The L’Oréal heiress, who died in 2017, was one of the major clients of French haute couture. As Netflix creates buzz with the docu-series ‘The Bettencourt Affair: Scandal among the richest woman in the world’, we look back at her most emblematic looks over the years.
After the death of Coco Chanel in 1971 and before the arrival of Karl Lagerfeld ten years later, the house on rue Cambon looked more like a mausoleum than a flagship of haute couture. Fortunately, some very wealthy customers remained loyal to Chanel Tweed. “Liliane Bettencourt continued to hand out copious tips on each visit (in the shop at 31 rue Cambon). The workers quickly closed their hands when they came into contact with the stacks of banknotes, not daring to look to see if it was Delacroix. (100 francs) or Pascal (500 francs). Sometimes, if one of them managed to warn her friends about the arrival of the L’Oréal heiress, they would suddenly all come running to take a closer look at this dear customer, whose smallest suit required on average almost a month of work (150 hours) ..” (in Behind the scenes of haute couture, by Martine Cartégini, ed. Hugo Publisher)
Liliane Bettencourt was still discreet in the media when, in 1957, at the age of 35, she inherited the L’Oréal family group from her father Eugène Schueller. But over the years she will print the film of her Ava Gardner melodies and her style that is both classical and jet set. From charity dinners to evenings at the Opera, she marked the history of French haute couture, an unconditional fan of Chanel, but also of Hermès, of which she wore a silk scarf around her neck.
His billionaire wardrobe includes many fur coats, trapeze coats from Pierre Cardin, floral dresses from Ungaro, but also very beautiful suits from Giorgio Armani. It was also during the Italian designer’s fashion show in January 2011 that the reconciliation between Liliane Bettencourt and her daughter Françoise Bettencourt-Meyers was orchestrated…
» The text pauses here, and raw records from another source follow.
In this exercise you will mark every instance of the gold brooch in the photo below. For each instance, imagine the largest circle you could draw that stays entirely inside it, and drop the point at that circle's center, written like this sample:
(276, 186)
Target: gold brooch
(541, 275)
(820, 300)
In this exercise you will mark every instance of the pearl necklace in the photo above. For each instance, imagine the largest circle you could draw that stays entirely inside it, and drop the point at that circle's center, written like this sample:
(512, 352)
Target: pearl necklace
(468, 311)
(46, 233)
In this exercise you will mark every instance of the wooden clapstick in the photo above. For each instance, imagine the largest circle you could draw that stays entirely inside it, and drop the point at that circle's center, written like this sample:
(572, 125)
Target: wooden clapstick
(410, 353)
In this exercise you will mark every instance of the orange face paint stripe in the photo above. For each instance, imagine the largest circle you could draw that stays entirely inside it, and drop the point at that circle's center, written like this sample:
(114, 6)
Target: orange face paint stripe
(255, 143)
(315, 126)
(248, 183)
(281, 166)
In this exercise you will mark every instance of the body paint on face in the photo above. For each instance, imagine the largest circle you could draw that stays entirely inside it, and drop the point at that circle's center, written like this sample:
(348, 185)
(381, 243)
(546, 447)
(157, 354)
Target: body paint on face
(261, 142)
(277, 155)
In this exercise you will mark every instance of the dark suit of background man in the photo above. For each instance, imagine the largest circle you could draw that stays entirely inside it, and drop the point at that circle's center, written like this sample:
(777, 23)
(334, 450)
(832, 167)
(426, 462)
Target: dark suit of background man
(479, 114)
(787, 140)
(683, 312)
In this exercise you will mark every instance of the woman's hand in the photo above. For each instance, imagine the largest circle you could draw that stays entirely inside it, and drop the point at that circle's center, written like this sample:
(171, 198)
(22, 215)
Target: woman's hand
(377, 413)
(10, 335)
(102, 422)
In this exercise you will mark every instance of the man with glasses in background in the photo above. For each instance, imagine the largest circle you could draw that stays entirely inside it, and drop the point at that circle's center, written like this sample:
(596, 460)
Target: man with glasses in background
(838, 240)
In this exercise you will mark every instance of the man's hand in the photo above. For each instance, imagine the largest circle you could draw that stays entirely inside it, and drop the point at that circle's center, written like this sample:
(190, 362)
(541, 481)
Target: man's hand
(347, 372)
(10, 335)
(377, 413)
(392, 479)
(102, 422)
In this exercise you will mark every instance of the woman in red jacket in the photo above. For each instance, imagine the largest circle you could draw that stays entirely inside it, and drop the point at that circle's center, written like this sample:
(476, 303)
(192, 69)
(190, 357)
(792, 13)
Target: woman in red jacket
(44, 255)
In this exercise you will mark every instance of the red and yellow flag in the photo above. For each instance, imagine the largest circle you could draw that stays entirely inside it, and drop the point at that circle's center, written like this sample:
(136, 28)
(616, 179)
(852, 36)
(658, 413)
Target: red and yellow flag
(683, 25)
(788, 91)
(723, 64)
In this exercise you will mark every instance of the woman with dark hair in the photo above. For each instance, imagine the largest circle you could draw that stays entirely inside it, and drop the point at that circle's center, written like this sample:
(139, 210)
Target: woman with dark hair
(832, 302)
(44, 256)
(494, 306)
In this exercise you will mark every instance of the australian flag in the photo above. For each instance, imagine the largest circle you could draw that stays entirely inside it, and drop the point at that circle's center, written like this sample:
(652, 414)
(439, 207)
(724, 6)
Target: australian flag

Passionate about jewelry and especially earrings that emphasized her impeccable blow-dry in all circumstances, the heiress had housed part of her collection in a safe of the BNP Paribas agency opposite the Garnier Opera House, the lavish contents of which will be revealed to everyone in 2009. by a bailiff in the context of the investigation into François-Marie Banier. The 1.20 m strong case contains about thirty exceptional pieces of diamonds, emeralds and rubies (some jewels left by his parents)… and even a bag containing a handful of never-mounted diamonds.